Sunday, October 18, 2009

Recap: Game 6, Sabres vs. Thrashers

Recap (courtesy

The sky is falling!  This team sucks!  Fire Lindy!  Fire Darcy!  Trade Roy!  Wait, what's that you say?  Last team in the NHL to lose a game in regulation?  Oh.  Alright then.  While it sucks that we've now lost six in a row to Atlanta dating back to 2007-08, we were bound to lose one eventually, and Atlanta happens to be off to its best start in franchise history.

I didn't think the Sabres played that poor of a game tonight from start to finish, but they did get off to an awful start that left them in a 2-0 hole and they never recovered from it.  Both Buffalo goals pulled them within one, but both were also countered almost immediately, killing any momentum they might have created. Lindy was even forced to use his timeout in the first period at a point when the Sabres were being outshot 12-2.  A 5-on-3 Sabres powerplay that lasted a full two minutes ended with just a single scoring chance and further deflated the team.  Our old friend Max Afinogenov scored the backbreaker, turning Tyler Myers inside out on a rush and going top shelf on Lalime.  Myers, who had his first bad game as a pro, later admitted he got caught staring at the puck on the play.

A special dishonorable mention goes out to Derek Roy tonight, who managed to go a full eight seconds after MacArthur's goal before deciding to hook a Thrasher around the hands so he could go sit in a box all by his lonesome.  Then he whined like an idiot at the ref about it.  Derek, that call has been made consistently since the lockout.  You get a stick on a guy's hands, and they're going to call you.  Every time.  49 seconds later, Lalime failed to steer a rebound into the corner, Atlanta went up 3-1, and the momentum train rumbled right out of the station.

Bullet point time:
  • Johan Hedberg completely owns us - his lifetime record against Buffalo is now 11-2-1.  I remember he was impenetrable when he was starting for the Penguins in the early part of this decade. 
  • Tim Kennedy is such a beast in the corner, and drives so well from the corner to the net.  It's only a matter of time before he gets rewarded for doing so.
  • Lalime was not awful, but probably would like those last two goals back.  I didn't think he had much of a chance on Kovalchuk's first goal, but he disagreed, so I bet he wants that one back too.  Not a great way to start the season.
  • Steve Montador, for all his supposed grit and toughness, is taking too many bad penalties at inopportune times.
  • Does anyone actually know what the lines are right now?  Lindy's changing them every five minutes again.

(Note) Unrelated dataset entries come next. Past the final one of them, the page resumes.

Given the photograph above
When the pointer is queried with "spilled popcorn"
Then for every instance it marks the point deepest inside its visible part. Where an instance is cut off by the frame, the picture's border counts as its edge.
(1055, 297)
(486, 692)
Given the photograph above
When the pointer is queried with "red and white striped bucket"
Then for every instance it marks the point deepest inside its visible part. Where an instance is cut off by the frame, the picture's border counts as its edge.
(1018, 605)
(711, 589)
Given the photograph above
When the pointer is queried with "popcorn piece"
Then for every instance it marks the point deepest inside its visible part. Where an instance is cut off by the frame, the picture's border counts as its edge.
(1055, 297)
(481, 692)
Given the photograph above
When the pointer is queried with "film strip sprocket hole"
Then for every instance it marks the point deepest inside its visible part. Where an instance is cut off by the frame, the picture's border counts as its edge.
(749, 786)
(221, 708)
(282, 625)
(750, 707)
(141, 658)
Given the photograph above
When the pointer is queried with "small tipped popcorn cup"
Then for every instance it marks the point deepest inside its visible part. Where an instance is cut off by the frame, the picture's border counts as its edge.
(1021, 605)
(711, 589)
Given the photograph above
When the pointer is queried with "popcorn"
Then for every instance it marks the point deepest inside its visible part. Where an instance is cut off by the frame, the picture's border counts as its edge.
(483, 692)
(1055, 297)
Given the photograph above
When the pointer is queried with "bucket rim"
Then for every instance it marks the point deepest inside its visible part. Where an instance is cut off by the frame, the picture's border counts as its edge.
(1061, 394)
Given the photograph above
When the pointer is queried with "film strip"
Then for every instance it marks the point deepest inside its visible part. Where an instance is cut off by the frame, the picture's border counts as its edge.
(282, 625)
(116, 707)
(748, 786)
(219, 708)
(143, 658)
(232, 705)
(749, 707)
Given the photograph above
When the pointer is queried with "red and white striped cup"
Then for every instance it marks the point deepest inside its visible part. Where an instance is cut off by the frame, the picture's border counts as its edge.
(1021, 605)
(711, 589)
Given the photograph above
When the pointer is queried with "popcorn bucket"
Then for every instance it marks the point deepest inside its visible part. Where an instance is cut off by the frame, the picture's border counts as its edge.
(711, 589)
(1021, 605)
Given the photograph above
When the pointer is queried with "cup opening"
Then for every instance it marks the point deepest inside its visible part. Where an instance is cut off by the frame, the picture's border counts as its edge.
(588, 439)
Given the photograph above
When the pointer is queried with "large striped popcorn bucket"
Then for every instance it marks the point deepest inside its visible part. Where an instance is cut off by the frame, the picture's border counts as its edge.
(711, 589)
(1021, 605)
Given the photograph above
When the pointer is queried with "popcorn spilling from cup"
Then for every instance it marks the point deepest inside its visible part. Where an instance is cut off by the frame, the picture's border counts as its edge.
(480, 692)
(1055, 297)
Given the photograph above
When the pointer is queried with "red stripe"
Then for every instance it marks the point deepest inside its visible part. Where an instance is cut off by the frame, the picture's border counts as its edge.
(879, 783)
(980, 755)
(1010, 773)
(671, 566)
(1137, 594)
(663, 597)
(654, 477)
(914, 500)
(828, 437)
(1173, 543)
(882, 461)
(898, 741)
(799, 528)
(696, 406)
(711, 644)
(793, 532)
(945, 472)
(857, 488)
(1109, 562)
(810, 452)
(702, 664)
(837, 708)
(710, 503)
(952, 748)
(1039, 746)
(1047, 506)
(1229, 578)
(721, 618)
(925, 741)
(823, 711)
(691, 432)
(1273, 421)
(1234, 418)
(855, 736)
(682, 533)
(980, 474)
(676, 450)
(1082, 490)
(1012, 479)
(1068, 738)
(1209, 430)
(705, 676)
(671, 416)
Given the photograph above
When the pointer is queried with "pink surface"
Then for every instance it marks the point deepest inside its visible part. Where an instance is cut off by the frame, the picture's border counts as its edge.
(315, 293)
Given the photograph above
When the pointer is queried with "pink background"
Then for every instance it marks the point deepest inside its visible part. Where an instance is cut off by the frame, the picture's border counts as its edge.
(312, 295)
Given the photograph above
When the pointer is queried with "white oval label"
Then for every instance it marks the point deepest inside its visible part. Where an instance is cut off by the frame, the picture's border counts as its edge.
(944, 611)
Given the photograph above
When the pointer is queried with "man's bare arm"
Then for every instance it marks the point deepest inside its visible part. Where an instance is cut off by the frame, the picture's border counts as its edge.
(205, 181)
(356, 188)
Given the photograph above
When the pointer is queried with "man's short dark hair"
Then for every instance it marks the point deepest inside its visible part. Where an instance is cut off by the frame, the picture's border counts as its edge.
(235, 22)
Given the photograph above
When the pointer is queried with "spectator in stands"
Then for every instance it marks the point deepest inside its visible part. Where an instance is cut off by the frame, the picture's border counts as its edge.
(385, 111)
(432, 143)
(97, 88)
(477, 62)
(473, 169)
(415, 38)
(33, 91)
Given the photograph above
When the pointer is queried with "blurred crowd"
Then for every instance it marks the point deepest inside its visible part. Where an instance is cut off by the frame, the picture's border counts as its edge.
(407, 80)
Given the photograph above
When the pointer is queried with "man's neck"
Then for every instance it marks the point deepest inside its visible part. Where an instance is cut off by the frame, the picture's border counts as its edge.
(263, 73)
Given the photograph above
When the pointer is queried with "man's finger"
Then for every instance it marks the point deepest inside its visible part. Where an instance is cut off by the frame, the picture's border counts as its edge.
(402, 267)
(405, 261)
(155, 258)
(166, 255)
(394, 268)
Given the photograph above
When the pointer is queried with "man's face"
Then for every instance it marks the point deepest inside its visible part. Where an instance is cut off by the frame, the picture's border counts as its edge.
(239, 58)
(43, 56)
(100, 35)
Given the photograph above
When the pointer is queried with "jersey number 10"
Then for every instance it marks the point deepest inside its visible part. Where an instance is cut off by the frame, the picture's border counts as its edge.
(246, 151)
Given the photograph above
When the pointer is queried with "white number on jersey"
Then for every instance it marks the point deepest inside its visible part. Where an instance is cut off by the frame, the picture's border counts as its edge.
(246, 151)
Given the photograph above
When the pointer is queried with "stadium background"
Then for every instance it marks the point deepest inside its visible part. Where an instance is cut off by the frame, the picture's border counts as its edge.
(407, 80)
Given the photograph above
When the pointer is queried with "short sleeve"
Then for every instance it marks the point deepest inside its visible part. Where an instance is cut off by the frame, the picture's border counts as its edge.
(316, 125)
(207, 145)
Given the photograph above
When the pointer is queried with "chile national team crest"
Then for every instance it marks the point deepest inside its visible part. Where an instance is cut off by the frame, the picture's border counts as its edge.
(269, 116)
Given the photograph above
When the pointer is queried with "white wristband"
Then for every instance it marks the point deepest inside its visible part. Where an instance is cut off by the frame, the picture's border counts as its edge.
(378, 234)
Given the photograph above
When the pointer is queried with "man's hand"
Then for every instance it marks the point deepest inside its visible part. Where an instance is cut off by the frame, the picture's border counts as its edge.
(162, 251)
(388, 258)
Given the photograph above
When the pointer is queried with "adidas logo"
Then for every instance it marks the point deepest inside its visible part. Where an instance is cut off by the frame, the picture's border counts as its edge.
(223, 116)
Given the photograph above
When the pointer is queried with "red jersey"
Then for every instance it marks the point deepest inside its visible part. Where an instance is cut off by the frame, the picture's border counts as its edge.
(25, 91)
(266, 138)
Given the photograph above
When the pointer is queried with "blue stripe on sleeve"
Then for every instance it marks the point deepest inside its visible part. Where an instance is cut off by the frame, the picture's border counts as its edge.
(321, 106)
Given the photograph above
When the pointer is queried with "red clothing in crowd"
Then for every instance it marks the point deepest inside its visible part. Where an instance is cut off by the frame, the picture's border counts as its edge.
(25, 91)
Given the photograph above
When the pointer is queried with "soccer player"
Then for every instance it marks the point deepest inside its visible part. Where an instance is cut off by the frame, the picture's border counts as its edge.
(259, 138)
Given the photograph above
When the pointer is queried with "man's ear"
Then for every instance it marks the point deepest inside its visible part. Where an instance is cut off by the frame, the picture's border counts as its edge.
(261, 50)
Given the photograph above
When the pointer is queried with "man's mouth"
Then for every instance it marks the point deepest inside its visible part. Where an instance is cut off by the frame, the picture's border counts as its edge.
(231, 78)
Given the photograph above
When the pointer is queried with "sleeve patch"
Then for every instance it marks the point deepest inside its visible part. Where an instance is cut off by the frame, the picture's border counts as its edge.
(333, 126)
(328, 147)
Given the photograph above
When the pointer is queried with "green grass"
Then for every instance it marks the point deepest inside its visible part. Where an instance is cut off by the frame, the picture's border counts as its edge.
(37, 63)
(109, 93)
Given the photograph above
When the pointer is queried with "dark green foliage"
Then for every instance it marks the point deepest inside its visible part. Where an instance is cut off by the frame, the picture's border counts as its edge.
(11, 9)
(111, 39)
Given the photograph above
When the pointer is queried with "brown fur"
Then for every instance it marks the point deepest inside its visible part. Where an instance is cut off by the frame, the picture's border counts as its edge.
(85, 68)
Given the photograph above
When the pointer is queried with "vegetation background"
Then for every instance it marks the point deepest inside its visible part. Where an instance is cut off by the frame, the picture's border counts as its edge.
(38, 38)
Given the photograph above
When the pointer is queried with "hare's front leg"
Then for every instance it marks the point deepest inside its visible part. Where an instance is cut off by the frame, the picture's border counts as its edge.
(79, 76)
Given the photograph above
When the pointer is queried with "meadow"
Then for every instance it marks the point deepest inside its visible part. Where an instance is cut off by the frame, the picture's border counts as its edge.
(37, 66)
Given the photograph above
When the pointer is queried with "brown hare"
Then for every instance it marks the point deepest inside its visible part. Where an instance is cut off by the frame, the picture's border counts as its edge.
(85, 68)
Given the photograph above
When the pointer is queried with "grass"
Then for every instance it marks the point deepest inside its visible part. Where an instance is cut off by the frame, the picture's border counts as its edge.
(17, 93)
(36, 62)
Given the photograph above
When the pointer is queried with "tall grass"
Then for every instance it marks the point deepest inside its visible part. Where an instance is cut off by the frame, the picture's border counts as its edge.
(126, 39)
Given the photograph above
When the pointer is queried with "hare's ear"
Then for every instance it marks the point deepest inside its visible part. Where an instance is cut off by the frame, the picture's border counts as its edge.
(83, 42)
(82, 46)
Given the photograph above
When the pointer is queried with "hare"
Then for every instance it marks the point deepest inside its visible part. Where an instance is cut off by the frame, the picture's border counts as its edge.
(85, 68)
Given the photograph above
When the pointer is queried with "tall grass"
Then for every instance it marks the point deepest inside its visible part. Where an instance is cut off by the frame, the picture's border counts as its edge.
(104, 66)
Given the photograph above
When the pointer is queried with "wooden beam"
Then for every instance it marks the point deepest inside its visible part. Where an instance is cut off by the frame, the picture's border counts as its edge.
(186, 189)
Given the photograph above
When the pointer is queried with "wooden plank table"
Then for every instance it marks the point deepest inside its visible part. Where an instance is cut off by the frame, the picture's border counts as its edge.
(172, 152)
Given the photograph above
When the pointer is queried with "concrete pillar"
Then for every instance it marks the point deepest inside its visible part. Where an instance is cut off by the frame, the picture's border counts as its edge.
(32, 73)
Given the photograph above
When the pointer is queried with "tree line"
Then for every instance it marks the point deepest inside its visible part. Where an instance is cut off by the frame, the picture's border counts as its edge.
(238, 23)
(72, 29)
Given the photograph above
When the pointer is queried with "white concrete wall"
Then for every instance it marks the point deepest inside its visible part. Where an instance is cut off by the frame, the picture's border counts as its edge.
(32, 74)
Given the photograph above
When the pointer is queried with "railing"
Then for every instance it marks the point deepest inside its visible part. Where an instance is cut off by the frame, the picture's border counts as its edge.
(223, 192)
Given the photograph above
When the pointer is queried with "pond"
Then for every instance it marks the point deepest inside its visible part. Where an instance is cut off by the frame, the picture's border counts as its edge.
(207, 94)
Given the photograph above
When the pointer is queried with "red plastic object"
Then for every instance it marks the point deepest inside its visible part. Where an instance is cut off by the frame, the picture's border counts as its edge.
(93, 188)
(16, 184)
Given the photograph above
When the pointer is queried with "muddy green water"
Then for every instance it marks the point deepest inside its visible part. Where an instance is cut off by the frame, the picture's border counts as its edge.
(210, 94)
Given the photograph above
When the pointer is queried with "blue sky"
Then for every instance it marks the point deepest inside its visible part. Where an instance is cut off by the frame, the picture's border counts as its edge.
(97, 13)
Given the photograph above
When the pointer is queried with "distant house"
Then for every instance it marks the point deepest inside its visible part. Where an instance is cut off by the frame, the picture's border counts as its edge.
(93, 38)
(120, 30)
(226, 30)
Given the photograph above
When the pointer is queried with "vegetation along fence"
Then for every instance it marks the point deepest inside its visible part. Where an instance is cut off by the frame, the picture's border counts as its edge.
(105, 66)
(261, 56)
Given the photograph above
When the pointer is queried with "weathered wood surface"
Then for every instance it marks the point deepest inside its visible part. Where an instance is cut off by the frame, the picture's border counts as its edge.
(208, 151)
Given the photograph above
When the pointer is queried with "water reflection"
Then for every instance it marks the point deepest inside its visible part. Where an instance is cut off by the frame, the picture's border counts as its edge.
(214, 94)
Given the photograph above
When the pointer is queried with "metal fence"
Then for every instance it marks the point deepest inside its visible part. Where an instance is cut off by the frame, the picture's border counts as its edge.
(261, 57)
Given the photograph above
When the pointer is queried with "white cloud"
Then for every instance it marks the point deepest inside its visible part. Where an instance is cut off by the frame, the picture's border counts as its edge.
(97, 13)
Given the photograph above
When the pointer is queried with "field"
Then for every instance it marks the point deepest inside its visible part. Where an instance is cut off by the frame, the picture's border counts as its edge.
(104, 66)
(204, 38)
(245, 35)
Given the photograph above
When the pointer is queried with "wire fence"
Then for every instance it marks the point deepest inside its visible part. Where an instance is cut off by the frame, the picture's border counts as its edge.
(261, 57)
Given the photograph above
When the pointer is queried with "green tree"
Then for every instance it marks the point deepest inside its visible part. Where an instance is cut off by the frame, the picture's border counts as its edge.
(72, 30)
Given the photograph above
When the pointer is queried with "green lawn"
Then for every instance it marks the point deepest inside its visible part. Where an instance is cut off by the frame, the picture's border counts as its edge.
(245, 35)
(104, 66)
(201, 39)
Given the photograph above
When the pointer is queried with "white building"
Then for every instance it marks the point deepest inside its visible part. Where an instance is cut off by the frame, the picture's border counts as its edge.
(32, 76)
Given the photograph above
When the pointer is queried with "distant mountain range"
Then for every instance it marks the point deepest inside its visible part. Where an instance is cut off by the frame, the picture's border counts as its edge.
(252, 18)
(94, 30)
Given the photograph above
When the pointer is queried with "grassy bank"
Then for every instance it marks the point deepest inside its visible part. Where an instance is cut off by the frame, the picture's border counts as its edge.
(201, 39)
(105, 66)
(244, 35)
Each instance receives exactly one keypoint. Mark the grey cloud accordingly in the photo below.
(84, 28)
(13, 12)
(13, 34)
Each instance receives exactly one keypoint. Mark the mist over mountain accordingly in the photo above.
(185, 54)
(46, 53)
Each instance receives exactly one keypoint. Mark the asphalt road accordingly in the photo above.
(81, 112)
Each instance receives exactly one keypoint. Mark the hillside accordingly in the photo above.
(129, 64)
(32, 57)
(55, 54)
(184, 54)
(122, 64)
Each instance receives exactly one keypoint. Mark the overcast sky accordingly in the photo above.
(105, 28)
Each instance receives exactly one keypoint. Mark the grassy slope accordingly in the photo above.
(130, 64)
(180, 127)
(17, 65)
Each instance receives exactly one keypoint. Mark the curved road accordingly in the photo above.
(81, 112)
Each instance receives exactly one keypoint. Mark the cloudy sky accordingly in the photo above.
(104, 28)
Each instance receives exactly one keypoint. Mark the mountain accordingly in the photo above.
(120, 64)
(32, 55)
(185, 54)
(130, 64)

At least the defense pairs are staying the same.
  • Welcome back, Adam Mair!  Nice to see you out there again.
  • There was a kid in the next section over who had a sign: "Max Afinogenov: All Rushin', No Finish".   Russian, Finnish, get it?   Hyuk hyuk.  Well, it amused me anyway.
  • And finally, a truly bizarre incident as we left: I'm not quite sure what was going on, but there was a small crowd in our parking lot and one kid was bent over the hood of a car as the police were holding him down, trying to cuff him.  This brainiac decided it would be a good idea to take off running from the cops in a gated parking lot.  Wow.  Not sure what his original crime was - I suspect the charge will be public intoxication, because there was vomit on the ground - but his problems were just made worse a hundred fold by that stroke of genius.
Next game:  Wed., 10/21 vs. Panthers.  Florida has gotten off to an atrocious start, going 2-4 to begin the season.  Let's kick 'em while they're down.